Sie können nach der Untersuchung aufstehen und nach Hause gehen oder fahren.

Wenn Sie zudem Beruhigungsmittel bekommen haben, müssen Sie ein Taxi nehmen oder sich von einer nahestehenden Person abholen lassen. Sie dürfen dann nicht am öffentlichen Verkehr teilnehmen.

Wie weit hat sich der Krebs ausgebreitet?

Damit das medizinische Team die Behandlung planen kann, klassifiziert es den Tumor. Damit sieht es, wie weit sich der Tumor ausgebreitet hat und welche Behandlung infrage kommt. Das nennt man im Fachjargon Tumorstaging.

Je nachdem, wie weit ein Tumor fortgeschritten ist, brauchen Sie unterschiedliche Behandlungen. Wenn der Tumor weiter fortgeschritten ist oder schon Ableger gebildet hat, brauchen Sie meistens umfangreichere Behandlungen als bei frühen Stadien.

Durch das Tumorstaging und die genaue Aufarbeitung der entnommenen Gewebeproben weiss das medizinische Team, welche Behandlungen Sie brauchen. Das medizinische Team stützt sich auf den neusten Wissensstand der Behandlungen. Damit wollen die Ärztinnen und Ärzte sicherstellen, dass Sie die richtigen Behandlungen bekommen.

So wird der Tumor bei Darmkrebs eingeteilt Das medizinische Team untersucht, wie weit der Tumor bereits in das Gewebe des Darms eingewachsen ist.

Der Darm ist wie ein Schlauch, der aus mehreren Schichten besteht. Meistens entstehen die Tumoren innen im Darm, also in der innersten Schicht, der Darm­

schleimhaut (Mukosa). Wenn die Tumoren grösser werden, wachsen sie von innen nach aussen durch die Schichten der Darmwand hindurch.

Die Schichten des Darms sind (von innen nach aussen):

• die Mukosa und die Submukosa (die innere Schleimhaut)

• die Muskelschicht (die Zwischenschicht)

• die Serosa (die äussere Schicht, die Wand des Darms)

Die TNM-Klassifikation (vereinfacht)

Die Ärztinnen und Ärzte nutzen die sogenannte TNM­Klassifizierung, die auch für andere Krebsarten genutzt wird. Damit beschreiben sie, wie weit sich der Tumor bereits ausgebreitet hat. Sie besteht aus drei Kennzeichen, für welche die Buchstaben TNM stehen.

Im Bericht des Spitals finden Sie diese Buchstaben mit einer Zahl.
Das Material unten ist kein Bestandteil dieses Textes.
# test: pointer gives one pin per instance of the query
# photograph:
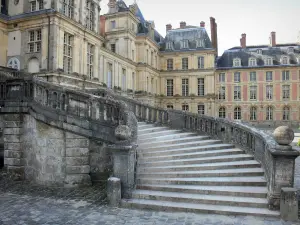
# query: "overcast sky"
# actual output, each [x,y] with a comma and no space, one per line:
[256,18]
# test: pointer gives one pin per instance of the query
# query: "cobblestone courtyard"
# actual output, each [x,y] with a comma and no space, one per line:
[22,203]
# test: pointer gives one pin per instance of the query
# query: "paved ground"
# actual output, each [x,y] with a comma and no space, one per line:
[23,203]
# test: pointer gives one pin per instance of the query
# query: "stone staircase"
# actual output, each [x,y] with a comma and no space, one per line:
[182,171]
Zum Beispiel steht dort: T2 N1 M0.

Wir erklären Ihnen, was das bedeutet:

Der erste Buchstabe T steht für Tumor.

Tis: «Tumor in situ», der Tumor ist in einem frühen Stadium und ist ein kleiner Tumor. Er ist in der ersten Schicht, der Mukosa.
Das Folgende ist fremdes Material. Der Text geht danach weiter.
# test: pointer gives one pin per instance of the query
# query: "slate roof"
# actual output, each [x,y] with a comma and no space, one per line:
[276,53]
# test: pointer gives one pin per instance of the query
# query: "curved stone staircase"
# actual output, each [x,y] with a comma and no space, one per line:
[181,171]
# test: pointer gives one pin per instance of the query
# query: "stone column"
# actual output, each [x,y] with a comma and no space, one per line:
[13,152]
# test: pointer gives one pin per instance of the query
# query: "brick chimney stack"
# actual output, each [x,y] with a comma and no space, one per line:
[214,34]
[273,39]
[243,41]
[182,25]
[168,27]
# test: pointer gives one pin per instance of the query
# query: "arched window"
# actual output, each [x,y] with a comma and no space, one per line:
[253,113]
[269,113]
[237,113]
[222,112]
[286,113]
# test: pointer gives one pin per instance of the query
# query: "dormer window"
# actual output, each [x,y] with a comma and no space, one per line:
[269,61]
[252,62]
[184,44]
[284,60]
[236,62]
T1 Der Tumor ist in der Mukosa und der Submukosa.

T2 Der Tumor ist bis in die Muskelschicht gewachsen.

T3 Der Tumor ist bis in die äussere Schicht gewachsen, die Serosa. Aber noch nicht darüber hinaus.

T3 Der Tumor über die äussere Schicht hinausgewachsen. Er greift auf benachbarte Organe über.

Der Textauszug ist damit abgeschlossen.